Now, we draw the graphs of \(\tilde{T}_{\nu}(f)\) for different values of ν (see Fig. 2).

Figure 2
figure 2

Degree of convergence of \(f(t)= \sum_{\nu =2}^{\infty} \frac{\sin \nu t}{\log \nu}\)

Remark 4.2

From Table 2 and Figs. 2(a) to 2(f), we observe that the result obtained in Theorem 3.5 is much better than earlier results.

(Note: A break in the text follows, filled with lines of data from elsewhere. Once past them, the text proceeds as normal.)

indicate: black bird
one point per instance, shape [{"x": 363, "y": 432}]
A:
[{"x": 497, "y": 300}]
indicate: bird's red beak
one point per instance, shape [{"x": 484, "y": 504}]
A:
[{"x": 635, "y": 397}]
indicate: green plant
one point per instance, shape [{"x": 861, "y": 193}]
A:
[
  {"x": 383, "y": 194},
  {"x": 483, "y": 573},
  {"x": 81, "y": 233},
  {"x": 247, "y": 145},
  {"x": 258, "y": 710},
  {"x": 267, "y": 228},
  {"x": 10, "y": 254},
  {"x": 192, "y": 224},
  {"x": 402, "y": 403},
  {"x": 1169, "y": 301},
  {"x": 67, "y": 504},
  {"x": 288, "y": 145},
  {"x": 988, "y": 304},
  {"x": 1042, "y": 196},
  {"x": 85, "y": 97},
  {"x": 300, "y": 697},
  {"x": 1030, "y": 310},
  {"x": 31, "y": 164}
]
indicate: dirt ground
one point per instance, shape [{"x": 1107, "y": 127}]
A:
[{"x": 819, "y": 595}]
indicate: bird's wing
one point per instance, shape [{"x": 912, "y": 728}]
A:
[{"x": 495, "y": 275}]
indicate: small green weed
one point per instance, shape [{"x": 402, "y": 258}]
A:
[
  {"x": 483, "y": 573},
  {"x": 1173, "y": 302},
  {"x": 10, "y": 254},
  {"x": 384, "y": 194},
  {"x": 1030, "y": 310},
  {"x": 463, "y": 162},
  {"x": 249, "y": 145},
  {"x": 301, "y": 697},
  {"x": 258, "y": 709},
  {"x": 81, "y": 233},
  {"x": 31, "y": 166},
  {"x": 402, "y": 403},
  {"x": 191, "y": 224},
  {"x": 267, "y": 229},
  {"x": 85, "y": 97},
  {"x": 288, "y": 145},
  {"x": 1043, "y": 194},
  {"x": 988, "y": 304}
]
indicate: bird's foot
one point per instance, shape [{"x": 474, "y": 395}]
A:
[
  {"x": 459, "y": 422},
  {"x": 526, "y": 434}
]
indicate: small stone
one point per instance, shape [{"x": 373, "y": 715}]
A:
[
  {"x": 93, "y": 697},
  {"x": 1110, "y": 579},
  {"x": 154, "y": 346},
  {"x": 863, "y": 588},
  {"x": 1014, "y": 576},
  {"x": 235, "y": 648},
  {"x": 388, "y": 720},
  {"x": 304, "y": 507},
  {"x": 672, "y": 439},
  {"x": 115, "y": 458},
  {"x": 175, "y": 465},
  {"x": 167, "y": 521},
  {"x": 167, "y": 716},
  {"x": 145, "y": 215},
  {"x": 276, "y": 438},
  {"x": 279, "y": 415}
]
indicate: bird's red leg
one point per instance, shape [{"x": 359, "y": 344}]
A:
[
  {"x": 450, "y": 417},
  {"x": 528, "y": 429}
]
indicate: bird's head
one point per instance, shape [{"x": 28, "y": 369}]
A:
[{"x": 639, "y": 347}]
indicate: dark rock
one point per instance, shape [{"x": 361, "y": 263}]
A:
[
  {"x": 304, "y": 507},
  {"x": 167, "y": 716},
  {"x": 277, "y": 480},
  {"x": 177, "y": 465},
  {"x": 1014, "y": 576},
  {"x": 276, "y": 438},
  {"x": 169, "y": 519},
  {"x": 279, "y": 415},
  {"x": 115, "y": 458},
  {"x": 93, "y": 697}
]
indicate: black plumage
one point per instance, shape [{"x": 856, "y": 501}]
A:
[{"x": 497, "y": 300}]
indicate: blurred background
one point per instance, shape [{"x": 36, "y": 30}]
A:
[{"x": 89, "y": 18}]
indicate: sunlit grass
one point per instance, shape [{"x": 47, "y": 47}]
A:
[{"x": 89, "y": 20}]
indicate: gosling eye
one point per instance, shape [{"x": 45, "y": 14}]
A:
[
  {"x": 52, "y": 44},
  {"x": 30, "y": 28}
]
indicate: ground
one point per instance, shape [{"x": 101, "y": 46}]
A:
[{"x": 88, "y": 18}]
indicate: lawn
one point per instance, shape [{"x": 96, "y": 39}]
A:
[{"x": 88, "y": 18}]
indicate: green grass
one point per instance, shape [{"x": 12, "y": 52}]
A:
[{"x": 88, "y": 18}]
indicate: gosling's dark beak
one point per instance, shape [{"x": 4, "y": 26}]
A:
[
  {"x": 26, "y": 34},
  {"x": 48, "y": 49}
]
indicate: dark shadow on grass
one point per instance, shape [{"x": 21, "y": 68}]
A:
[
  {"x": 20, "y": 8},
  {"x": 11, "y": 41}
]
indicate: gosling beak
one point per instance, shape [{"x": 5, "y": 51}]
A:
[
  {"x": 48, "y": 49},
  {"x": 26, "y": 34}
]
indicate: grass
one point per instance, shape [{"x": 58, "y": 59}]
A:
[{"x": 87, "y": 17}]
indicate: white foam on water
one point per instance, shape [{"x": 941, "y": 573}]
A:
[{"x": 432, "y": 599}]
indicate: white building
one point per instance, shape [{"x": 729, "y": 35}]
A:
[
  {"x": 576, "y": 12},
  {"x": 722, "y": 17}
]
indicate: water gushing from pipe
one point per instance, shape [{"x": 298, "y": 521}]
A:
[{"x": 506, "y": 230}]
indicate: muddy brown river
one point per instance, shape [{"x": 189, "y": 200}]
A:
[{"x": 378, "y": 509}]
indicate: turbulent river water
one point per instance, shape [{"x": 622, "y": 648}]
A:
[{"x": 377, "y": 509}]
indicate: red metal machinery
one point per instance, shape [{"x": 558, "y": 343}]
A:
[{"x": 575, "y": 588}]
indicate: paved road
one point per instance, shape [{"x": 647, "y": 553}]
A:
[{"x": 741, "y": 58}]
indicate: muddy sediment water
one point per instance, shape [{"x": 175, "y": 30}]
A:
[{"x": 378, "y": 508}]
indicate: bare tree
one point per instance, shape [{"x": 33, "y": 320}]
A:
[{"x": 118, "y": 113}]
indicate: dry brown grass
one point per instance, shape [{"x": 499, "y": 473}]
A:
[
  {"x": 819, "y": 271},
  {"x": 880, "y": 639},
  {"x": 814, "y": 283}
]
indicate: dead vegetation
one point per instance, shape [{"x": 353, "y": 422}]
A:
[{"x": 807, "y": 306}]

Table 2 Degree of convergence of \(f(t)= \sum_{\nu =2}^{\infty} \frac{\sin \nu t}{\log \nu}\)

Remark 4.3

From Table 1 and Table 2, we also observe that the convergence of Fourier series is faster than the convergence of conjugate Fourier series.

5 Conclusion

From Table 1 and Figs. 1(a) to 1(f), we observe that the degree of convergence of Fourier series \(f(t)=t^{3}\) is much better than that of earlier results, and from Table 2 and Figs. 2(a) to 2(f), we observe that the degree of convergence of conjugate Fourier series \(\tilde{f}(t)= \sum_{\nu =2}^{\infty} \frac{\sin \nu t}{\log \nu}\) for \(\nu \geq 2\) is much better than that of earlier results. Also, from Table 1 and Table 2, we observe that the convergence of Fourier series is faster than the convergence of conjugate Fourier series.